Neben vielen völlig neuen Erkenntnissen auch für die praktische Pädagogik in unseren Schulen, hat die Hirnforschung in den letzten Jahren auch zahlreiche Weisheiten bestätigt, die erfahrene und lebensnahe Lehrer und Lehrerinnen schon seit Jahrzehnten umsetzen. „Kinder denken mit dem Herzen“, das bedeutet, dass sie nur dann nachhaltig lernen, wenn etwas sie emotional berührt. Erst wenn Leben, Lernen und Denken zusammengeführt werden, lernen Kinder „gehirngemäß“.
Es ist gut, dass diese alten Weisheiten nun auch mit wissenschaftlicher Begründung daherkommen, denn leider akzeptieren viele Eltern und Pädagogen sie nur so. Denn nur wenn sie sich mit konkreten Lebenssituationen sozusagen zu einem Gesamtkunstwerk, ähnlich der Struktur unseres Gehirns, verdichten, können sich unsere Erinnerungen und unser Wissen dauerhaft verankern.

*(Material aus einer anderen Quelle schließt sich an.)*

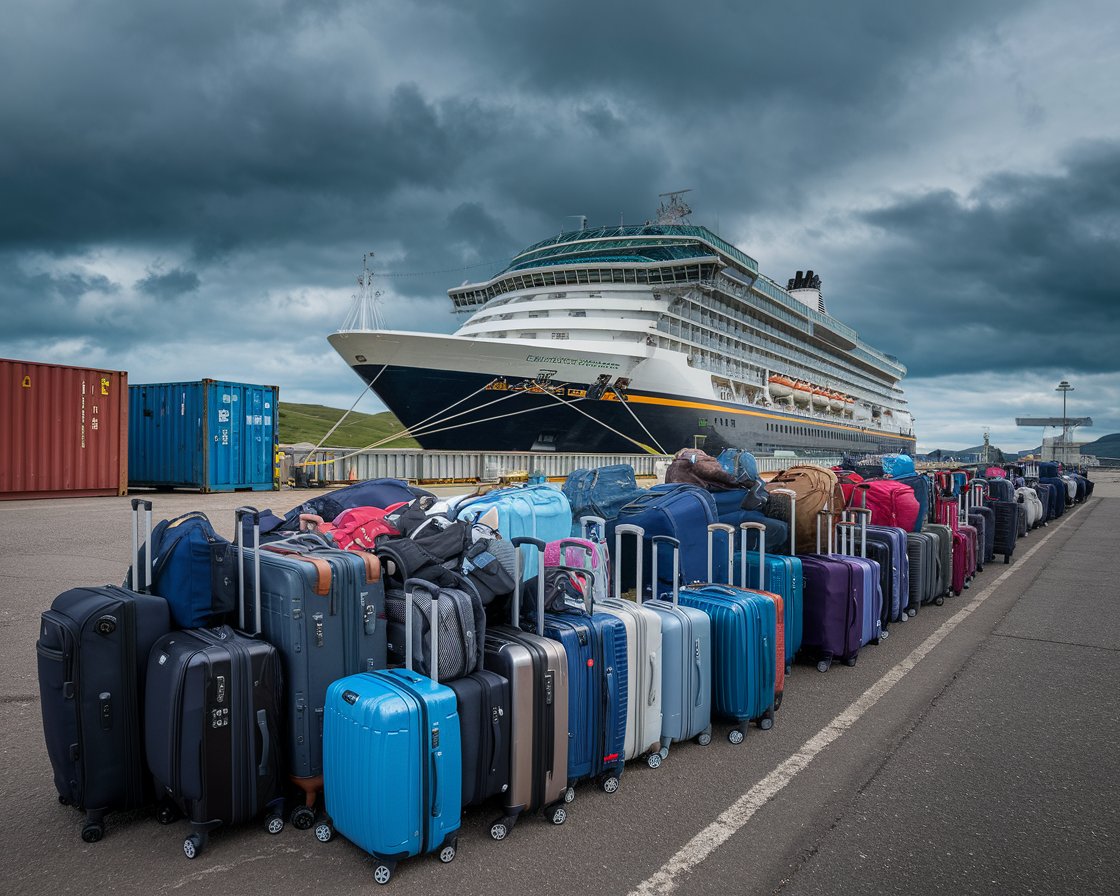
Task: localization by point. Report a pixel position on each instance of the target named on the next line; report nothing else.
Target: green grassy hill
(309, 422)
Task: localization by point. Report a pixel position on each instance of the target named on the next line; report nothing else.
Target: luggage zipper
(426, 808)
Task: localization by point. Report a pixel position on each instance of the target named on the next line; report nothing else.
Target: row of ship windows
(789, 429)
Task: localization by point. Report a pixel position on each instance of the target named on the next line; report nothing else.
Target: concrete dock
(977, 750)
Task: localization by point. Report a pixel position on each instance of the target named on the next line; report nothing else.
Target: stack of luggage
(378, 661)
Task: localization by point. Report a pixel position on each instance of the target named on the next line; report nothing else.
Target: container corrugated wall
(63, 430)
(211, 435)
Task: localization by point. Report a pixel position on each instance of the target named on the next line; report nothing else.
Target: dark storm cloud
(170, 285)
(1019, 272)
(193, 186)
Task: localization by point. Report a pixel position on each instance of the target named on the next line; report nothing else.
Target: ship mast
(365, 307)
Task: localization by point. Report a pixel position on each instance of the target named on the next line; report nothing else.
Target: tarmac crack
(810, 854)
(1054, 641)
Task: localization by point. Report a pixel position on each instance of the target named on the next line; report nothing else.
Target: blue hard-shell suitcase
(392, 762)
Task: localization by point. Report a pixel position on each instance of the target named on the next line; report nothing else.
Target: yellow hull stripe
(724, 409)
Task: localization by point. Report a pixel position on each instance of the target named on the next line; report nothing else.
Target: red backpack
(890, 503)
(357, 528)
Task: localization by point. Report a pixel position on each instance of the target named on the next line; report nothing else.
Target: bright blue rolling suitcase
(686, 660)
(392, 759)
(744, 653)
(595, 644)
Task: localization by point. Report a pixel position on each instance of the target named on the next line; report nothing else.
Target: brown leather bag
(817, 488)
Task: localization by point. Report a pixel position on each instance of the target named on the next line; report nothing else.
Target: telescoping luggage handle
(136, 584)
(638, 533)
(658, 541)
(729, 532)
(761, 529)
(239, 516)
(515, 604)
(793, 515)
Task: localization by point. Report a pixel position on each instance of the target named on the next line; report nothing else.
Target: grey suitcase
(324, 609)
(643, 660)
(922, 554)
(944, 535)
(537, 669)
(686, 660)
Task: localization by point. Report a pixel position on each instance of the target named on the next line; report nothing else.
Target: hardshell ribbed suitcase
(643, 662)
(733, 568)
(213, 714)
(392, 762)
(92, 654)
(595, 646)
(686, 661)
(324, 609)
(537, 669)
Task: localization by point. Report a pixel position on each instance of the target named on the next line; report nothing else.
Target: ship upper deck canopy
(635, 243)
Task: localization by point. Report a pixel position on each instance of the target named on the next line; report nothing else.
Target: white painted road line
(736, 815)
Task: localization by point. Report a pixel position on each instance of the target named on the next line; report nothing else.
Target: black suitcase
(213, 733)
(92, 653)
(1006, 526)
(484, 708)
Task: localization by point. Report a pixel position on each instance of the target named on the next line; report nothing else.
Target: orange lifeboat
(781, 386)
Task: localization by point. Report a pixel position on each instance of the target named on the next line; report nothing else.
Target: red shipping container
(63, 431)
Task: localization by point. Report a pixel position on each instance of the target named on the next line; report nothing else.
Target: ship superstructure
(660, 335)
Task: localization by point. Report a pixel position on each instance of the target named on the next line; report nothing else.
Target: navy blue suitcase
(683, 512)
(392, 758)
(595, 644)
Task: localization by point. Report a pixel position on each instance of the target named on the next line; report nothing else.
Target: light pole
(1064, 388)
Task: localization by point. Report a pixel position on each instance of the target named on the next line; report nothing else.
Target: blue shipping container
(211, 435)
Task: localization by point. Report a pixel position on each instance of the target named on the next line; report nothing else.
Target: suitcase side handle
(675, 544)
(761, 529)
(793, 515)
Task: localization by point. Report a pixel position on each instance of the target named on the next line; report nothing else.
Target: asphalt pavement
(974, 750)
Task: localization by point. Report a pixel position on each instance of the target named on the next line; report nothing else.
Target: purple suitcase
(833, 607)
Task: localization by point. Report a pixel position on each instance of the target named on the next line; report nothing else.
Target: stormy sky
(187, 189)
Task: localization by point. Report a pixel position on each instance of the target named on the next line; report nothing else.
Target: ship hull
(459, 410)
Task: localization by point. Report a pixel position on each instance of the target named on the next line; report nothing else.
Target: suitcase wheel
(194, 845)
(302, 818)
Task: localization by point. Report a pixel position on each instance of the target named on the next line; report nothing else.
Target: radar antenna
(365, 306)
(673, 210)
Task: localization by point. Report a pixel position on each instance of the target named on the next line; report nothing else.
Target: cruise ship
(632, 338)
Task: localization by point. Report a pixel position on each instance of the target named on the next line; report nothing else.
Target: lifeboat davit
(781, 386)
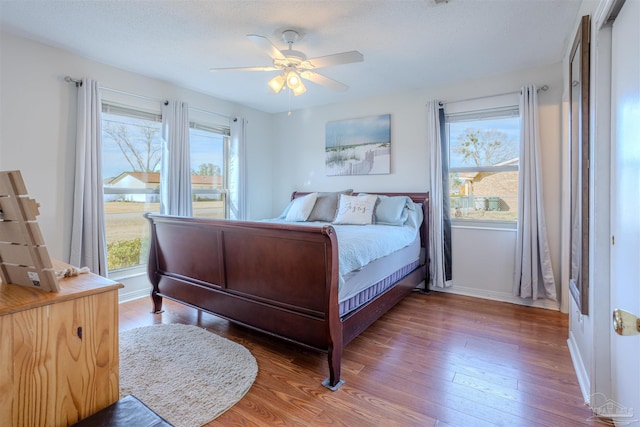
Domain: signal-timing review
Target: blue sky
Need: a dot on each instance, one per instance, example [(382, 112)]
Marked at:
[(358, 131), (510, 126), (205, 147)]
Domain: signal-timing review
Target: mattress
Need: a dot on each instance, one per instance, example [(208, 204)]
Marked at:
[(361, 286)]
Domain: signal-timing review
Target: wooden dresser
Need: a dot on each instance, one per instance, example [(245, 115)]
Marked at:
[(59, 351)]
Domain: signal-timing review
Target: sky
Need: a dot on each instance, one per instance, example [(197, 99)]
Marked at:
[(358, 131), (510, 126), (206, 147)]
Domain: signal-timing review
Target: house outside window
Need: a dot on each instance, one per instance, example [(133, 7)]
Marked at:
[(131, 157), (209, 186), (484, 149)]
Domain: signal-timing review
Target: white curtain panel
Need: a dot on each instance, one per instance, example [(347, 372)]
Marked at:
[(175, 170), (436, 193), (237, 169), (533, 270), (88, 238)]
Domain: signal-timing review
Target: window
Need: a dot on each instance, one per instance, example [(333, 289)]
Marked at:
[(484, 149), (208, 146), (131, 154), (131, 157)]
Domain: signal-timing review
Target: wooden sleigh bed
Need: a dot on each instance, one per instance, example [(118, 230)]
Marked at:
[(280, 279)]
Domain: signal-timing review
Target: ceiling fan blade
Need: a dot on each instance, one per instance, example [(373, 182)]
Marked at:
[(259, 68), (266, 45), (323, 81), (336, 59)]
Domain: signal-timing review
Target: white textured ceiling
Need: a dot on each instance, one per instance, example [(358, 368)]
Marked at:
[(406, 44)]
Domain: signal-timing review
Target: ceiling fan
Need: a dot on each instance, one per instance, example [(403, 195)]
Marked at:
[(295, 66)]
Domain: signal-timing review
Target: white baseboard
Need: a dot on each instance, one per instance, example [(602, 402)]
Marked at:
[(133, 295), (581, 371), (499, 296)]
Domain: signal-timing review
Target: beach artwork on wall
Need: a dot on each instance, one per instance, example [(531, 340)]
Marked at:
[(359, 146)]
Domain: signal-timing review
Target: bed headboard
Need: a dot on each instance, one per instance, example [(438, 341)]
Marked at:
[(421, 198)]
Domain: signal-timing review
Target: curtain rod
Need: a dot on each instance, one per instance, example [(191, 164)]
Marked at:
[(78, 82), (543, 88)]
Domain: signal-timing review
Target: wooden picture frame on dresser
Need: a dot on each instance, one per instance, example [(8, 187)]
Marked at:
[(59, 352)]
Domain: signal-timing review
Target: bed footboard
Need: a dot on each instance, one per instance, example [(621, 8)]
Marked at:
[(279, 279)]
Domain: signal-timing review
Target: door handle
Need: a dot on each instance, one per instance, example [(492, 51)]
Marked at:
[(625, 323)]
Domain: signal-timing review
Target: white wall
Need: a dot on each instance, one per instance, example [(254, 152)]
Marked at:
[(299, 165), (37, 127)]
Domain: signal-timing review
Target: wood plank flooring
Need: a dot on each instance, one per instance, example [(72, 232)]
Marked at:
[(434, 360)]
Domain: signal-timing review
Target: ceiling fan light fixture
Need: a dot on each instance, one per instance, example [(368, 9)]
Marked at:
[(299, 90), (277, 83), (293, 80)]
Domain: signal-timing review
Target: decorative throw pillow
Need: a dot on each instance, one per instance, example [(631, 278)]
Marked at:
[(326, 206), (391, 210), (356, 210), (301, 207)]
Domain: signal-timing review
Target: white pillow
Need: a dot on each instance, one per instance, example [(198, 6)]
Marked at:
[(356, 210), (301, 207)]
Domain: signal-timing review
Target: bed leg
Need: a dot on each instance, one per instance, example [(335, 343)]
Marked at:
[(157, 303), (335, 358)]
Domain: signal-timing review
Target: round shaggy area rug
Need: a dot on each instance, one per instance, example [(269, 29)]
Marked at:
[(184, 373)]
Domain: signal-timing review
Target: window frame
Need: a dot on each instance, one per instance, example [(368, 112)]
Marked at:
[(151, 113), (502, 106)]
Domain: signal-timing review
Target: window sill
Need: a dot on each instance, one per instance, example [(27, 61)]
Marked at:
[(127, 273), (485, 225)]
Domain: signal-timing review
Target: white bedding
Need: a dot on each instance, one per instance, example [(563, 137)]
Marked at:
[(358, 245)]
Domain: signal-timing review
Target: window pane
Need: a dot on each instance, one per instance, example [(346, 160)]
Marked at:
[(131, 151), (477, 143), (483, 168), (208, 179), (484, 195)]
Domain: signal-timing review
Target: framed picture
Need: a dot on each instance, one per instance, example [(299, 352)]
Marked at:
[(359, 146)]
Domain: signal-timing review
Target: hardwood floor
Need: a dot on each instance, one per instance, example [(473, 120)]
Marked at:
[(433, 360)]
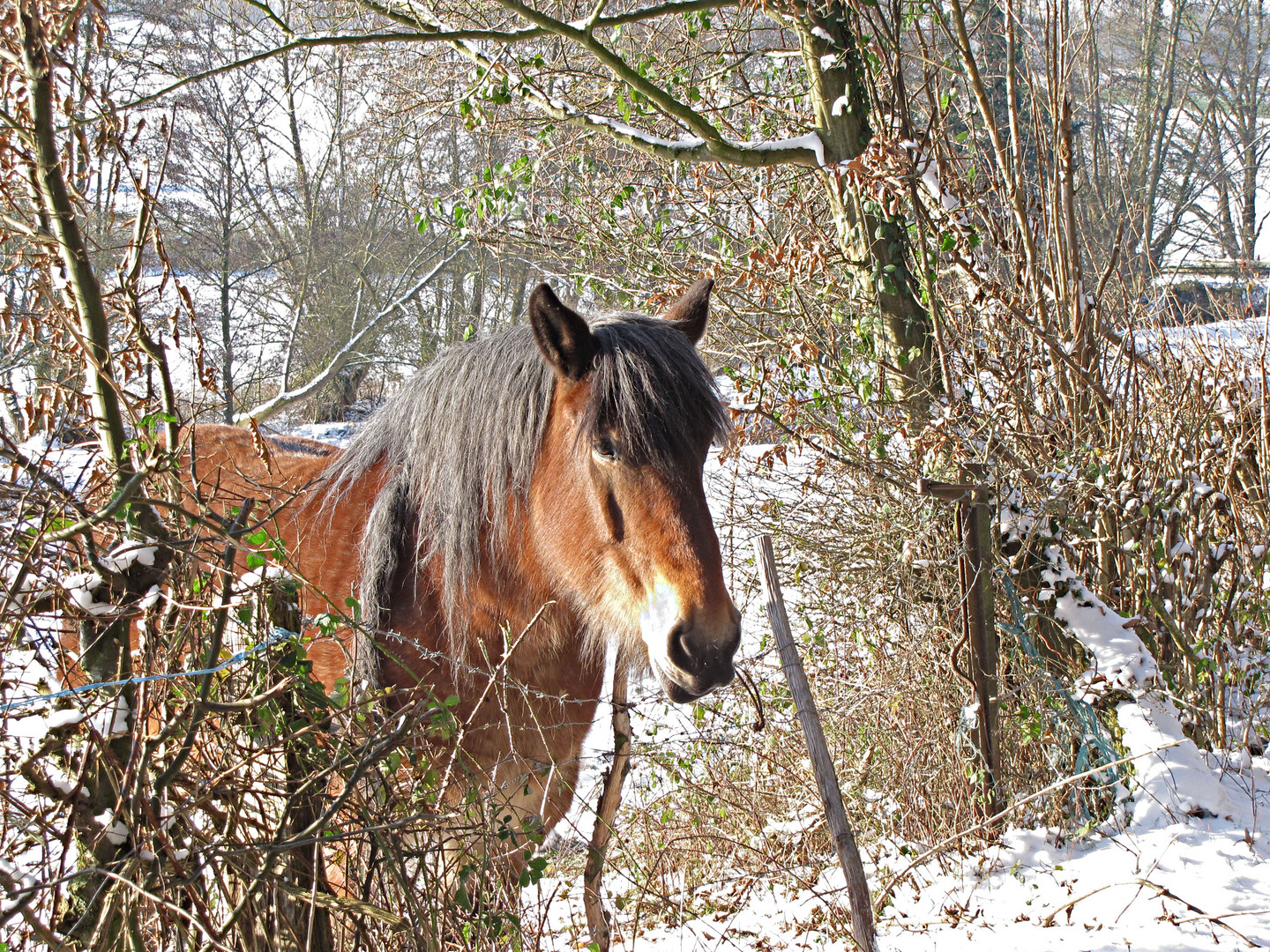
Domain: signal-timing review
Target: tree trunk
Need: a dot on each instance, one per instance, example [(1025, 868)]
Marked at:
[(841, 97)]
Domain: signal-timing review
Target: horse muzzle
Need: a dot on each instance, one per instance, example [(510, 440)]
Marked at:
[(696, 661)]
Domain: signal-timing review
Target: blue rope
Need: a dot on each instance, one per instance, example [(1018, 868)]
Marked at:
[(280, 634), (1095, 743)]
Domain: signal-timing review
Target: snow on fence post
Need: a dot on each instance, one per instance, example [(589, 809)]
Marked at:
[(978, 614), (826, 777), (606, 811)]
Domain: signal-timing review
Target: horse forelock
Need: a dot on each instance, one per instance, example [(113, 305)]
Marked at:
[(461, 442)]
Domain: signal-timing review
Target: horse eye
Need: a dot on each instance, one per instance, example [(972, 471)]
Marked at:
[(605, 447)]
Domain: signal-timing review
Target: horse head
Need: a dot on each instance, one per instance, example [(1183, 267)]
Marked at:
[(617, 508)]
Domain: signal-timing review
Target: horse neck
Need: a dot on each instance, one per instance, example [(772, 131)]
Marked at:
[(510, 605)]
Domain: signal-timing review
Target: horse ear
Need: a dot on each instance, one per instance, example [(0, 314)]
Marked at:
[(692, 310), (563, 337)]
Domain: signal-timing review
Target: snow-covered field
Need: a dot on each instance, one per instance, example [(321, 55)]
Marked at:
[(1184, 865)]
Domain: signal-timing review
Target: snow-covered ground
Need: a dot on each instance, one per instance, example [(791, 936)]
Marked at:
[(1184, 865)]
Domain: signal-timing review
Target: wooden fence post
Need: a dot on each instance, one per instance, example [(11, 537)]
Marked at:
[(978, 602), (606, 811), (826, 777)]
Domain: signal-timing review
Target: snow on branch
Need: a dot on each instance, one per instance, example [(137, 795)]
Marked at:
[(280, 403), (705, 145)]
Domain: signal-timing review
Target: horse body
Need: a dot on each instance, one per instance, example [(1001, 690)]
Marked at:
[(524, 502)]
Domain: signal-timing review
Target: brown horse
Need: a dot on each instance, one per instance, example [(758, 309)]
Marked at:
[(524, 502)]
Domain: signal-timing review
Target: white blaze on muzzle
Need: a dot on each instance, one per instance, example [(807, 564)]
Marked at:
[(661, 614)]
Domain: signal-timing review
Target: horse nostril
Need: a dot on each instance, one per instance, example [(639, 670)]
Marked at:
[(678, 649)]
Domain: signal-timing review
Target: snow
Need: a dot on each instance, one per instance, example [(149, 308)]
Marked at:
[(810, 140)]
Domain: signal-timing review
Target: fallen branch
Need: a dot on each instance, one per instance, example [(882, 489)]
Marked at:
[(1058, 785)]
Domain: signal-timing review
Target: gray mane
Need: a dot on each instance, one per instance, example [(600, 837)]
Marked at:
[(460, 443)]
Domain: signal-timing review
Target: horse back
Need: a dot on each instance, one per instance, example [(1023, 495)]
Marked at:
[(315, 531)]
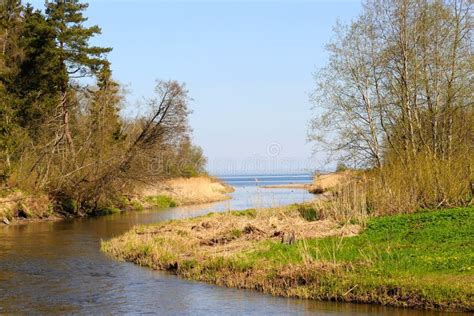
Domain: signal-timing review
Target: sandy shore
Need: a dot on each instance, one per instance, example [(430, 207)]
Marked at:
[(321, 183)]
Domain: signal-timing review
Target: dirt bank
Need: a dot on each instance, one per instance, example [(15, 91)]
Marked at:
[(290, 252), (18, 207)]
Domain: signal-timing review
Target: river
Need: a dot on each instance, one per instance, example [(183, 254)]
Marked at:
[(57, 268)]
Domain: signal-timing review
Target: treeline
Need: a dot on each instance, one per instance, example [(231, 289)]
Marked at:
[(397, 99), (63, 136)]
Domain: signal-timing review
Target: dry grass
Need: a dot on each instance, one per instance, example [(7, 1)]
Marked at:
[(220, 235), (379, 265), (17, 207), (187, 191)]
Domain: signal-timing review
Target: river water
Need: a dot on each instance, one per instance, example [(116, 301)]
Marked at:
[(57, 267)]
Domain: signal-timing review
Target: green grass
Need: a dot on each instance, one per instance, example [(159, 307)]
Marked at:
[(161, 201), (425, 242)]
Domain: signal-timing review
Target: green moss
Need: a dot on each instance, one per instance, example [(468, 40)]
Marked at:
[(161, 201), (136, 205), (308, 212)]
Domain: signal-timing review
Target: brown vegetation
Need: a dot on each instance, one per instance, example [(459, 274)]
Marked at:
[(226, 234), (186, 191), (396, 100)]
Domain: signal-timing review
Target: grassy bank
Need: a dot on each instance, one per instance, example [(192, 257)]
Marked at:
[(421, 260), (185, 191), (18, 207)]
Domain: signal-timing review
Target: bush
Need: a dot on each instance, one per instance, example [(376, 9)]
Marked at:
[(161, 201), (309, 213)]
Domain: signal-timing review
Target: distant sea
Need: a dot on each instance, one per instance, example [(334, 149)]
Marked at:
[(265, 179)]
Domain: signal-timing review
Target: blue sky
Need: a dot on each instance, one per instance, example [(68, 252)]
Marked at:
[(248, 66)]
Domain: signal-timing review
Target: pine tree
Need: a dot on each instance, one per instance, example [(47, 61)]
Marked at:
[(105, 123)]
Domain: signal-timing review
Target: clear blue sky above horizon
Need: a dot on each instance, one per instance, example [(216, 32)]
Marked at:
[(248, 66)]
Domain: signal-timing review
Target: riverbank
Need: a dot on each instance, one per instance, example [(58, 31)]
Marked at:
[(17, 207), (421, 260)]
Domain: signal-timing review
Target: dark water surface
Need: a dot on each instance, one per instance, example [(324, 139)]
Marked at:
[(57, 267)]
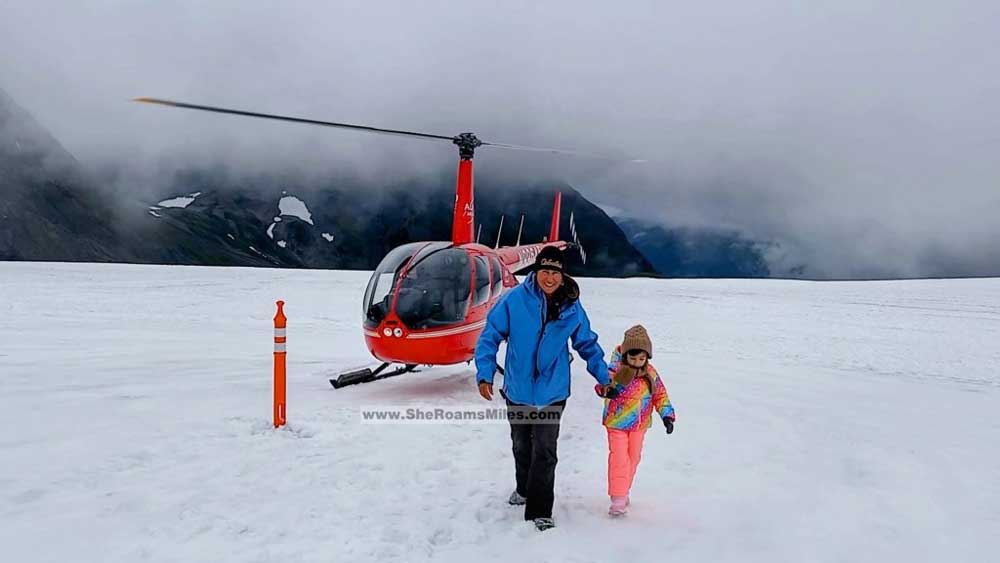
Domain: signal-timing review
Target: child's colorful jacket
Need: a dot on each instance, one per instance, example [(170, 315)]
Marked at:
[(632, 408)]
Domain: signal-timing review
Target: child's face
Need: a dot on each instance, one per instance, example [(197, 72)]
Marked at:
[(636, 358)]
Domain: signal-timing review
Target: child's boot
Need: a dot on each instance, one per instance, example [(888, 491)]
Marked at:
[(619, 506)]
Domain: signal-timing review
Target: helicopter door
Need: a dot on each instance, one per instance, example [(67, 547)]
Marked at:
[(482, 281)]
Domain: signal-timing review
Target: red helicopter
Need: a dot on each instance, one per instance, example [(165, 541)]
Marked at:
[(426, 303)]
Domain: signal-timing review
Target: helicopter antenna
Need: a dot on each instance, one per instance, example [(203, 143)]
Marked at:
[(576, 239), (499, 232)]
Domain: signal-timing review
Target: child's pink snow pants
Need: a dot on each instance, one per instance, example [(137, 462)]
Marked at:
[(625, 450)]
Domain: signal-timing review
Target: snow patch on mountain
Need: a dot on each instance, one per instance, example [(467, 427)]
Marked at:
[(295, 207), (180, 201)]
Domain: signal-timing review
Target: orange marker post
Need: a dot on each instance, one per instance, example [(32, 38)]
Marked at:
[(279, 366)]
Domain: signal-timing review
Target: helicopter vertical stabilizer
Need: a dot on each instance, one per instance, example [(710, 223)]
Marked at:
[(554, 228), (464, 216)]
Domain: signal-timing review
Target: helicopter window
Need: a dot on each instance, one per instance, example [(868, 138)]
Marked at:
[(497, 276), (378, 295), (482, 280), (435, 290)]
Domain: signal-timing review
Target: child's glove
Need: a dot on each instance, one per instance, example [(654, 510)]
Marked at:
[(608, 391)]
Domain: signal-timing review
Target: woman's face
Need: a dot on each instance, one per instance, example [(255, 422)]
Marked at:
[(636, 358)]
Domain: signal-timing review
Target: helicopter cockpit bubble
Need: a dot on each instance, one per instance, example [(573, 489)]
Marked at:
[(435, 290), (378, 295)]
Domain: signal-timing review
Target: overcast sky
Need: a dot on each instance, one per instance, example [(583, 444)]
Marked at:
[(862, 139)]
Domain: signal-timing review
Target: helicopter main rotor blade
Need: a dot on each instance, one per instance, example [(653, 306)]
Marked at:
[(458, 139), (292, 119), (559, 151)]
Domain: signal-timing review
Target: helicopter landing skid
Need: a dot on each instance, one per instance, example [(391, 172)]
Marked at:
[(368, 375)]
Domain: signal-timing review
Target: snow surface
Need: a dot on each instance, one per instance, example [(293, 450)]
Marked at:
[(181, 202), (829, 421), (291, 205)]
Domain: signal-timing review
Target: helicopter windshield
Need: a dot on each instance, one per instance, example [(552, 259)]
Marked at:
[(378, 295), (435, 290)]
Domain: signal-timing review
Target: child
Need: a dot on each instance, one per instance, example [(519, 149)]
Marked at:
[(632, 397)]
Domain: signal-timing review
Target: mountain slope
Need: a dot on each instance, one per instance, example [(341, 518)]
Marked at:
[(44, 212)]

Zwölf Prinzipien des Gehirns hat Margret Arnold in diesem für Eltern und Lehrer gleichermaßen wichtigen Buch beschrieben, die zeigen, „was Liebe und natürlicher Umgang für die Gehirnentwicklung eines Kindes vollbringen können“:
1. Lernen ist physiologisch
2. Das Gehirn ist sozial
3. Die Suche nach Sinn ist angeboren
4. Die Suche nach Sinn geschieht durch die Bildung von neuronalen Mustern
5. Emotionen helfen bei der Musterbildung
6. Das Gehirn verarbeitet Teile und das Ganze gleichzeitig
7. Zum Lernen gehören sowohl die gerichtete Aufmerksamkeit als auch die periphere Wahrnehmung
8. Lernen ist sowohl bewusst als auch unbewusst
9. Es gibt viele verschiedene Arten, Wissen zu ordnen und zu erinnern
10.Lernen ist entwicklungsbedingt
11. Lernen wird durch Herausforderungen gefördert und durch Angst und Stress verhindert
12. Jedes Gehirn ist einzigartig
„Wir brauchen deshalb eine Schule, die den Schülern optimalen Raum gibt, ihre ganz persönlichen Fähigkeiten, Vorlieben, sensiblen Phasen, Lernstile und Lerntechniken nach ihrem Wissensstand zu entfalten, und sie in ihrem persönlichen Tempo und Zeitplan lernen lässt. Die Aufgabe von Eltern und Lehrern ist, Kinder zu motivieren und in dieser Freiheit zu unterstützen.“
Mit diesen Worten endet ein Buch, dessen Erkenntnisse und zahlreiche Beispiele für die Begleitung und Förderung von Kindern durch ihre Eltern in der Familie und später dann durch die Lehrer in der Schule sehr hilfreich sind. Auch mit nach wie vor unzureichenden Rahmenbedingungen (zu große Klassen, steigende Zahl auffälliger Schüler etc.) kann man durchaus mit diesen Weisheiten arbeiten. Selbst kleine Interventionen aus diesem Geist heraus werden große Wirkungen beim einzelnen Kind haben. Dazu braucht es aber Eltern und Lehrer, die selbst nicht nur aus dem Kopf und dem Verstand leben und agieren, sondern die ihr Herz und ihre Emotionen dabei haben, wenn sie im Kontakt mit Kindern sind. Ja, nur dann sind sie wirklich „im Kontakt“ – mit sich selbst und mit den Kindern.